About Livestock Emissions

  • Livestock mainly emits carbon dioxide (from urea), nitrous oxide (from livestock dung and urine), and methane (from belching) among others. 
  • These gases trap heat around the surface of the earth and cause global warming by contributing to the greenhouse effect.

Global Warming Potential (GWP)
According to the Intergovernmental Panel on Climate Change (IPCC), the GWP of gases is a metric that helps measure “the radiative effect (determined by the ability to absorb energy) of each unit of gas” over a specific period of time such as 100 years, “as expressed relative to the radiative effect of carbon dioxide.”

GWP helps in knowing gases such as nitrous oxide and methane, that they: Produce more heat around the earth’s surface than carbon dioxide or CO2, which is taken as a reference. 

Methane absorbs more energy than CO2 but stays in the atmosphere for a shorter duration. Over a 20-year-period, methane has 80 times more GWP than that carbon dioxide, according to the UNEP website.

Indian Government Initiative

  • National Action Plan on Climate Change (NAPCC).
  • Thirty-three States /Union Territories (UTs) have prepared their State Action Plan on Climate Change (SAPCC).
  • International Solar Alliance (ISA).
  • Coalition for Disaster Resilient Infrastructure (CDRI).
  • Infrastructure for Resilient Island States (IRIS).
  • Green Grids Initiative: One Sun One World One Grid (GGI-OSOWOG).

Way Forward

  • Global emissions should be reduced by 45% globally to maintain the goal temperatures
  • UNEP said that the G20 countries have just started to work on meeting their new targets, and collectively, are expected to fall short of their promises for 2030.
  • The current policies currently suggest a 2.8°C hike, to get on track to meet the Paris Agreement goal, the world needs to reduce greenhouse gases by unprecedented levels over the next eight years.
Additional Information:

New Zealand:
It is one of the world’s largest exporters of dairy and meat products.
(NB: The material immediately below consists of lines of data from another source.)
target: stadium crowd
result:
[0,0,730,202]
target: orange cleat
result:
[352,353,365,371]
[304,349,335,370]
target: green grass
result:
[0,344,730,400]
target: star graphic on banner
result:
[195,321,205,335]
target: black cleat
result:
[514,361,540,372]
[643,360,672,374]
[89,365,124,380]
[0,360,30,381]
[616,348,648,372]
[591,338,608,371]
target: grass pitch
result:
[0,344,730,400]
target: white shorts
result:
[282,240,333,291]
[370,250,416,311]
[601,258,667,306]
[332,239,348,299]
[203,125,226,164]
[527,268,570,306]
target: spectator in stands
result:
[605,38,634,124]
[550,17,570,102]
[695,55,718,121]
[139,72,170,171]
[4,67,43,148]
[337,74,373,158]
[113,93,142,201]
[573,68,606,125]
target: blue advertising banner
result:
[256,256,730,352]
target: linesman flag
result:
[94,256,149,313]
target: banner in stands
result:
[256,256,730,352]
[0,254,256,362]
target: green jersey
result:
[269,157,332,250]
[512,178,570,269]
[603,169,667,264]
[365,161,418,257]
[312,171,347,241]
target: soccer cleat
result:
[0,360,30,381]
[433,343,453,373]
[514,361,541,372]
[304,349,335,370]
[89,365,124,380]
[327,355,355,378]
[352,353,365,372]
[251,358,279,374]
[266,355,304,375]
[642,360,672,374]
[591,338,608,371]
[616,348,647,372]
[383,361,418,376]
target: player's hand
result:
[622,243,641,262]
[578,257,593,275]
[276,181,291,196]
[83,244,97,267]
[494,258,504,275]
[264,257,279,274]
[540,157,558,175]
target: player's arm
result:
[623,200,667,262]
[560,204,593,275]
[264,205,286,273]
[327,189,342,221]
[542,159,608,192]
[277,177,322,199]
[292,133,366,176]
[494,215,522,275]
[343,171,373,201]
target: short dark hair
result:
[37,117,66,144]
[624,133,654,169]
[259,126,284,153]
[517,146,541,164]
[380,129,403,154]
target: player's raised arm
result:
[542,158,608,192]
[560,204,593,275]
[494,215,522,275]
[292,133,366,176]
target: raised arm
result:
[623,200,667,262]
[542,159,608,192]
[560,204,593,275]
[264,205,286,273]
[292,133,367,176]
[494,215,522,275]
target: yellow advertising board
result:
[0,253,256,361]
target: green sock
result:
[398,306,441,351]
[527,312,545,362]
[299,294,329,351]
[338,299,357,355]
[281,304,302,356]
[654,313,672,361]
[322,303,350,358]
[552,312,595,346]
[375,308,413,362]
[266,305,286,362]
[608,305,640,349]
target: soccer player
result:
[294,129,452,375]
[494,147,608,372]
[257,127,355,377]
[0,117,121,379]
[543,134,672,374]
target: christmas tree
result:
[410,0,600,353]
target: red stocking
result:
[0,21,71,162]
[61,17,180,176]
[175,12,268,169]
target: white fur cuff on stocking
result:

Biogenic methane and nitrous oxide are responsible for about half of New Zealand’s gross emissions

New Zealand has recently planned to tax agricultural emissions, including those from livestock burps and waste, to “transition to a low emissions future” and fulfill its promise “to price agriculture emissions from 2025,”.

A pricing mechanism will also be introduced to achieve the emissions reduction target by 2050.

China: At COP 26 last year, China as one of the biggest emitters of methane entered a bilateral agreement with the US for reducing methane emissions.

China promised to phase down its coal consumption, beginning in 2025.

Egypt: With the latest report, all eyes are on COP27 in Egypt, with a focus on climate adaptation, climate finance, and transition to assist countries that are most affected by climate change.